AI for All: How AlmaBay Is Redefining Campus Placements in India
Published by IndiaStory | Edited by P. Barman
Securing meaningful employment after graduation remains a daunting challenge for many students, especially those from rural and Tier II/Tier III institutions. AlmaBay, a Chandigarh-based edtech startup, is working to solve this problem by leveraging AI to bridge the gap between education and employment across India.
Founded in 2016 and incorporated in 2021, AlmaBay started as a platform for alumni engagement but soon pivoted to address the placement crisis that plagues much of India’s higher education system.
The Inspiration Behind AlmaBay
Vishal Sood, the founder of AlmaBay and former CEO of Maharishi Markandeshwar Group, experienced the challenge first-hand. Located in Ambala, his institution found it difficult to attract recruiters from major industrial hubs.
“It was tough for corporates to visit us, and equally difficult for us to reach them,” Sood recalls. This led to the creation of PlaceCom, AlmaBay’s flagship AI-based platform for campus placements.
Democratising Career Growth
PlaceCom is designed to be more than a job board—it's a full-fledged AI-driven recruitment ecosystem. Its mission: to democratise career growth for students across Bharat and India.
With over 30 client contracts and a network that spans 500+ institutions, PlaceCom offers colleges an end-to-end solution—student preparation, mentorship, AI assessments, and employer connections—all in one platform.
Tech That Understands Context
The platform combines AI-powered applicant tracking systems, a custom assessment engine, and multilingual preparation tools. What sets PlaceCom apart is its ability to deliver training and interview prep in regional languages such as Hindi, Marathi, Punjabi, and Tamil, with Bahasa Indonesia and Armenian under pilot testing.
The system evaluates candidates on multiple fronts—language, articulation, posture, and soft skills—and offers feedback tailored to each individual’s background and career goals.
“English shouldn’t be a barrier to someone’s career,” says Sood. “Students should be able to prepare in their language and their context.”
Tangible Impact
PlaceCom’s first success came with Khalsa College, Patiala, where placements jumped from 40 to over 500 students after implementation. Major institutions like NIT Delhi, DAV University, and Himachal Pradesh Technical University have since come on board, with the latter acquiring 20,000 user licenses.
The platform uses a blend of large language models (LLMs) like ChatGPT and in-house algorithms to generate context-aware prep materials. It tailors the experience to distinguish between a fresher and an experienced candidate, offering hyper-personalized insights.
Accessible and Affordable
For colleges, PlaceCom is priced between ₹500–₹900 per student license, depending on scale. Recruiters can access AI-based assessments for ₹299 per candidate, while the ATS, job listings, and branding tools are offered for free.
Adoption took time. Placement officers unfamiliar with tech tools needed onboarding and support.

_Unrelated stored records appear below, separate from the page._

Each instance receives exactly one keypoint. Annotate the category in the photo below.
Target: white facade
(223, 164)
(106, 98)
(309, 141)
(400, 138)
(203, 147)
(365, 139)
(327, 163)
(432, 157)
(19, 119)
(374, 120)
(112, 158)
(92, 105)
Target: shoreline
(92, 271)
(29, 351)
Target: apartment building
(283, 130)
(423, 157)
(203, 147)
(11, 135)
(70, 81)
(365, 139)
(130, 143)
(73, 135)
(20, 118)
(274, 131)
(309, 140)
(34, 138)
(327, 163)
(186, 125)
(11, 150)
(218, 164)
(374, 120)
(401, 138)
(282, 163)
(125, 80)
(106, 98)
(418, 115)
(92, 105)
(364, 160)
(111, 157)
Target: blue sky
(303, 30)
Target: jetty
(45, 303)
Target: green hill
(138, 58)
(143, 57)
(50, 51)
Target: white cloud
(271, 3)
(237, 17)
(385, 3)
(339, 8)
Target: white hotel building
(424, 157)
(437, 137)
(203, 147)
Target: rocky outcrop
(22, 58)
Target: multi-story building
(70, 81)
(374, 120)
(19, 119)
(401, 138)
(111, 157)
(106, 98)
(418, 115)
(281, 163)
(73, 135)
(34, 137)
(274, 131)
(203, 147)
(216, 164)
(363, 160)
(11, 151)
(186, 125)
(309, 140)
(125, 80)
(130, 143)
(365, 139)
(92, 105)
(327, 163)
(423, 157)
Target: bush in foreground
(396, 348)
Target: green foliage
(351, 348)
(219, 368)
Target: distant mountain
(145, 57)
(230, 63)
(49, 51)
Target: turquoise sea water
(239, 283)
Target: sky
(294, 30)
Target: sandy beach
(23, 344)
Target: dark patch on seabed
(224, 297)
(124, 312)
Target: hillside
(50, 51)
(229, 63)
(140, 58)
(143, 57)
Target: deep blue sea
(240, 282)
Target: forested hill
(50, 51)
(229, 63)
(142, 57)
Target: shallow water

But once institutions completed their first few cycles, retention rates soared.
PlaceCom’s newly launched mobile app has already crossed 1,000 downloads with an impressive 4.95 rating on Google Play.
Competing with Giants, Focusing on Impact
Although players like LinkedIn dominate the global hiring ecosystem, PlaceCom offers a focused alternative. “LinkedIn is a networking platform first,” says Sood. “We built PlaceCom to be a placement ecosystem from day one.”
The platform simplifies hiring, especially for startups and MSMEs, by automating early interview rounds, reducing hiring time, and improving candidate discovery—all at minimal cost.
Growth, Funding, and the Road Ahead
AlmaBay reported ₹3 crore revenue in FY25 and has raised $2 million so far, backed by US-based investor Bobby Kang. A new $5 million funding round is underway to support its next growth phase.
Expansion plans include Southeast Asia, starting with a partner in Jakarta, followed by moves into the Middle East and North America. The team currently has 35 employees and is expanding through a channel partner model, leveraging former HR professionals and placement officers to grow its footprint.
The startup aims to scale to 500 channel partners over the next two years.
A Market Waiting to Be Transformed
With 2.5 million students graduating each year in India alone, the campus placement space remains ripe for disruption. AlmaBay plans to expand PlaceCom’s offerings beyond freshers, catering to experienced professionals, job switchers, and the blue-collar and diploma workforce.
PlaceCom also supports compliance with new UGC regulations, helping institutes track and report placement metrics like average salaries, offer rates, and startup ventures.
“We don’t want to be everything for everyone,” says Sood. “Our goal is to give every student in India a fair shot at a meaningful career.”
Final Thoughts
As automation reshapes industries and competition grows fiercer, tools like PlaceCom are not just useful—they’re essential. AlmaBay’s vision is bold but grounded: build a more equitable hiring ecosystem where geography, language, or economic background doesn’t define a student’s career trajectory.